A modo de conclusión, terminaré con una curiosa historia que Raymond cuenta en uno de sus libros. Trata de marineros portugueses, en el siglo XVI, que quedaron varados y sin agua, cerca a las costas del Brasil. Al borde de la desesperación, avistaron un otro navío cuyos marineros, al escuchar el pedido de auxilio, mostraron una banderola en la que decía: "Echen sus baldes al mar". Luego de sucesivos ruegos y encontrando como única respuesta la banderola insistentemente agitada, un marinero decidió echar su balde al mar y cuando bebió, descubrió que se trataba de agua dulce. Estaban próximos a la desembocadura del río Amazonas que les ofrecía sus aguas para aguar la sed.

La moraleja de esta historia, en lo que respecta a nuestro tema, puede estar dirigida tanto a cristianos como a indiferentes o agnósticos. Unos y otros podemos estar buscando desesperadamente la "fuente de agua viva", sin darnos cuenta -por causa de ideas o prejuicios muchas veces explicables a partir de la costumbre o la rutina que ahoga nuestra capacidad de asombro frente al misterio- que basta "echar nuestros baldes" a ese mar que San Agustin llamó el "mundo reconciliado": la Iglesia.
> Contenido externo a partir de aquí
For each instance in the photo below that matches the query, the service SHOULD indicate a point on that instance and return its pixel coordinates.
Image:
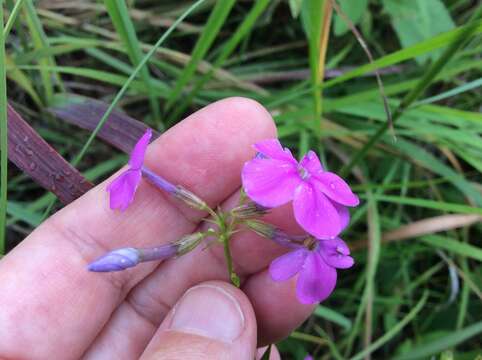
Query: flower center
(304, 174)
(311, 243)
(340, 251)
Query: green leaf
(333, 316)
(354, 10)
(418, 20)
(295, 7)
(21, 212)
(211, 29)
(119, 14)
(457, 247)
(442, 343)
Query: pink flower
(274, 177)
(316, 268)
(123, 188)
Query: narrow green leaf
(3, 137)
(333, 316)
(211, 29)
(424, 351)
(457, 247)
(119, 15)
(394, 330)
(417, 20)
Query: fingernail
(209, 311)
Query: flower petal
(287, 265)
(344, 215)
(137, 155)
(316, 281)
(311, 163)
(315, 213)
(270, 182)
(123, 188)
(336, 253)
(272, 148)
(335, 188)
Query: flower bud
(263, 229)
(249, 210)
(189, 198)
(188, 242)
(158, 181)
(116, 260)
(278, 236)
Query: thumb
(213, 320)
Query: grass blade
(242, 31)
(424, 351)
(119, 15)
(394, 330)
(11, 19)
(420, 88)
(211, 29)
(124, 88)
(3, 137)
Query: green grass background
(415, 291)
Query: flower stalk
(273, 177)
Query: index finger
(45, 290)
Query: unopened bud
(273, 233)
(249, 210)
(116, 260)
(189, 198)
(158, 181)
(262, 229)
(189, 242)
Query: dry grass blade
(41, 162)
(367, 51)
(120, 130)
(431, 225)
(425, 227)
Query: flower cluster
(273, 178)
(320, 198)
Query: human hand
(52, 307)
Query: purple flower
(316, 268)
(123, 188)
(116, 260)
(274, 177)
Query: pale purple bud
(158, 181)
(116, 260)
(162, 252)
(278, 236)
(190, 199)
(249, 210)
(189, 242)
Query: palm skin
(52, 307)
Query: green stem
(229, 259)
(12, 18)
(3, 137)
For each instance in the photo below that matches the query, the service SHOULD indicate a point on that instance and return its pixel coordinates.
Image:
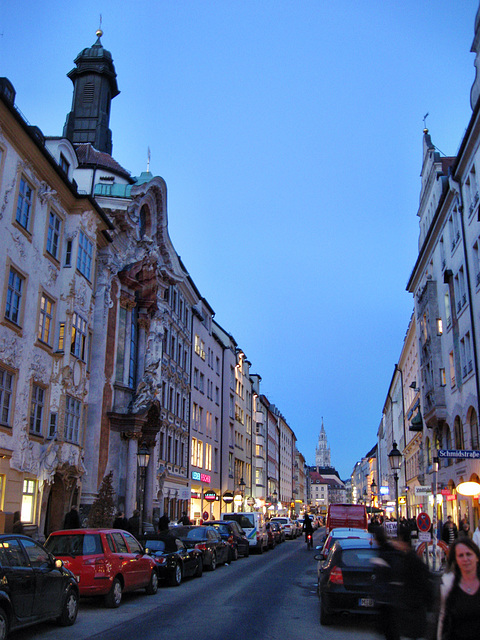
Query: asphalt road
(263, 597)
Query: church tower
(322, 452)
(94, 86)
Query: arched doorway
(55, 506)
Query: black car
(34, 586)
(215, 550)
(233, 533)
(346, 580)
(174, 560)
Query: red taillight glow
(336, 576)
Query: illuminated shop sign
(201, 477)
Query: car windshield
(79, 544)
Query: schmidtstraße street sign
(459, 453)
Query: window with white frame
(15, 291)
(78, 337)
(24, 204)
(53, 234)
(6, 396)
(73, 410)
(85, 255)
(37, 408)
(45, 320)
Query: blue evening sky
(289, 133)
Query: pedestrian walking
(459, 617)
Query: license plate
(366, 602)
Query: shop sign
(201, 477)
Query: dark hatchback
(233, 533)
(174, 560)
(215, 550)
(34, 586)
(347, 580)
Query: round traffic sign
(423, 522)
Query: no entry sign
(423, 522)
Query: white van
(253, 523)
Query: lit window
(28, 500)
(85, 253)
(6, 392)
(14, 296)
(79, 336)
(24, 204)
(53, 236)
(36, 410)
(45, 320)
(72, 419)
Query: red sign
(423, 522)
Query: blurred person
(459, 617)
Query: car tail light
(336, 576)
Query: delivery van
(253, 523)
(346, 515)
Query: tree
(103, 509)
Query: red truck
(346, 515)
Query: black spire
(94, 86)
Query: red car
(105, 562)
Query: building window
(45, 321)
(24, 204)
(85, 254)
(79, 336)
(53, 235)
(14, 296)
(37, 407)
(6, 393)
(28, 500)
(72, 419)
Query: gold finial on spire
(425, 130)
(99, 32)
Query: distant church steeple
(322, 452)
(94, 86)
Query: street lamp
(395, 458)
(143, 456)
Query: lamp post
(395, 458)
(143, 456)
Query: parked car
(234, 535)
(288, 526)
(206, 538)
(346, 580)
(253, 523)
(277, 532)
(342, 533)
(105, 562)
(174, 560)
(34, 586)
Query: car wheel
(199, 570)
(176, 576)
(114, 596)
(152, 586)
(325, 618)
(69, 610)
(3, 624)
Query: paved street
(267, 597)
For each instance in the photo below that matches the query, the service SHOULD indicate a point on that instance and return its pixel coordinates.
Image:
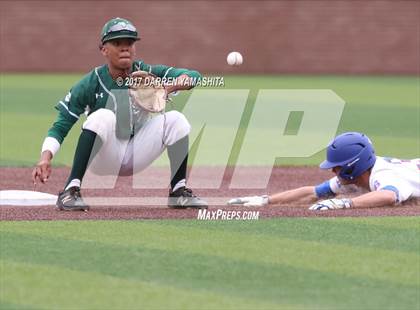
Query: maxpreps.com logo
(219, 214)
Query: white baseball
(234, 59)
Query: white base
(26, 198)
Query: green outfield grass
(335, 263)
(386, 108)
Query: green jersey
(98, 90)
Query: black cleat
(183, 198)
(71, 200)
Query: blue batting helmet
(353, 152)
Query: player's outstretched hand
(42, 171)
(252, 201)
(332, 204)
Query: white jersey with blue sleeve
(398, 175)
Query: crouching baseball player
(116, 126)
(352, 159)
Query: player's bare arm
(301, 194)
(42, 170)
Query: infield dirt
(282, 178)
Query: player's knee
(101, 122)
(178, 126)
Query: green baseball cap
(118, 28)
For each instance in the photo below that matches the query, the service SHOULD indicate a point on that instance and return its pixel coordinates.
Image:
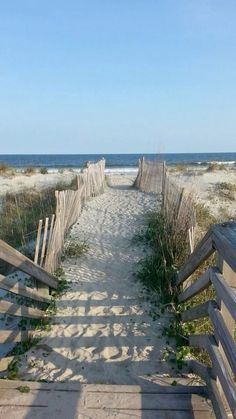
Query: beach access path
(107, 328)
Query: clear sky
(117, 76)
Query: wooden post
(179, 203)
(37, 244)
(230, 279)
(44, 241)
(163, 192)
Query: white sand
(202, 185)
(21, 182)
(104, 331)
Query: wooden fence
(21, 300)
(150, 174)
(220, 344)
(177, 205)
(69, 203)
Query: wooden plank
(14, 335)
(224, 291)
(4, 362)
(146, 401)
(51, 229)
(223, 374)
(199, 285)
(201, 253)
(224, 238)
(223, 334)
(159, 388)
(24, 264)
(216, 400)
(19, 310)
(44, 241)
(38, 239)
(199, 311)
(20, 289)
(199, 369)
(199, 341)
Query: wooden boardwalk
(72, 400)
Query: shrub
(180, 168)
(75, 249)
(30, 170)
(225, 190)
(20, 214)
(43, 170)
(215, 166)
(4, 168)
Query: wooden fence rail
(36, 294)
(22, 299)
(176, 206)
(69, 203)
(220, 345)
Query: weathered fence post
(163, 189)
(230, 278)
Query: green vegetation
(168, 251)
(43, 170)
(180, 168)
(157, 271)
(225, 190)
(20, 215)
(22, 347)
(75, 249)
(204, 216)
(30, 170)
(215, 166)
(23, 389)
(12, 370)
(4, 168)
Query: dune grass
(20, 214)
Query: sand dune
(104, 330)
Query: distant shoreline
(114, 162)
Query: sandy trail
(105, 330)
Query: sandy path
(104, 331)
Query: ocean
(114, 162)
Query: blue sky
(117, 76)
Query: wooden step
(73, 400)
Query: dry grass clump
(225, 190)
(74, 249)
(215, 166)
(20, 214)
(6, 170)
(43, 170)
(30, 170)
(180, 168)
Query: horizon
(118, 76)
(96, 154)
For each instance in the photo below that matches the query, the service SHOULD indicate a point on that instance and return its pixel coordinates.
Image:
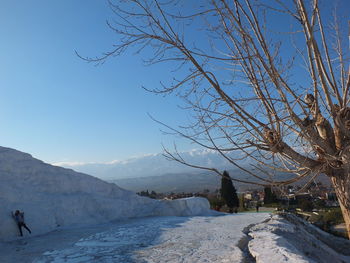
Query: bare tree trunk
(342, 188)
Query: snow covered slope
(53, 197)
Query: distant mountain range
(150, 165)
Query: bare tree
(278, 92)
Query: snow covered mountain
(150, 165)
(53, 197)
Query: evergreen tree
(228, 192)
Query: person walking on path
(19, 218)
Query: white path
(162, 239)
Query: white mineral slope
(53, 197)
(291, 239)
(213, 239)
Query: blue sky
(60, 108)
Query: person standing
(19, 218)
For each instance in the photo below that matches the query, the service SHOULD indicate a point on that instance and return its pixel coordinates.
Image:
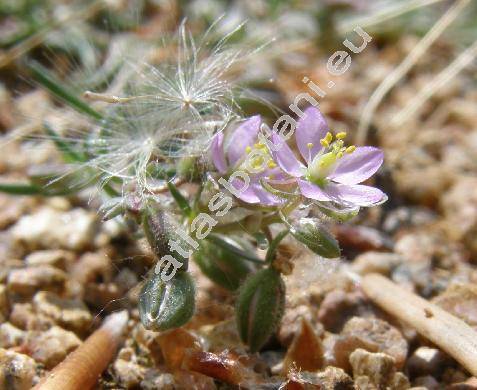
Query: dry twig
(448, 332)
(81, 369)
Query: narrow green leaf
(20, 189)
(219, 241)
(272, 249)
(180, 200)
(47, 80)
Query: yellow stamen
(350, 149)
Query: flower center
(325, 161)
(257, 159)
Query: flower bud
(167, 305)
(312, 233)
(260, 306)
(222, 266)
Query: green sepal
(259, 307)
(339, 215)
(167, 305)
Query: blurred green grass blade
(69, 154)
(20, 189)
(47, 80)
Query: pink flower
(230, 154)
(329, 171)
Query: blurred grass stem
(398, 73)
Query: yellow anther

Sólo podremos hablar de Dios a partir de una vida en la que él está presente. Nadie dá lo que no tiene. Y sólo podemos vivir plenamente por Él, con Él y en Él, en la comunión que Él vivifica. La Nueva Evangelización a la que nos convoca el Santo Padre, desde la cual hablaremos de Dios al hombre de hoy, supone un renovado "sentir con la Iglesia" así como una mayor conciencia de identidad y una mayor coherencia por parte de nosotros, sus miembros. Si el testimonio se presenta como la mejor forma de hablar de Dios al hombre de hoy, tendremos que esforzarnos por ser una "Iglesia evangelizadora, permanentemente evangelizada" o, como indicaba más recientemente el Santo Padre, una "Iglesia reconciliadora, permanentemente reconciliada". Por eso, ante la necesidad del testimonio vivo del Dios vivo, ya a las puertas del tercer milenio de nuestra fe, la oración de Jesús, en la línea de una profunda vivencia del amor y de la reconciliación que vienen de Él, se nos presenta como un profundo cuestionamiento y como un entusiasmante desafío: "Como tú, Padre, en mi y yo en ti, que ellos también sean uno en nosotros, para que el mundo crea que ti? me has enviado" (Jn, 17, 21).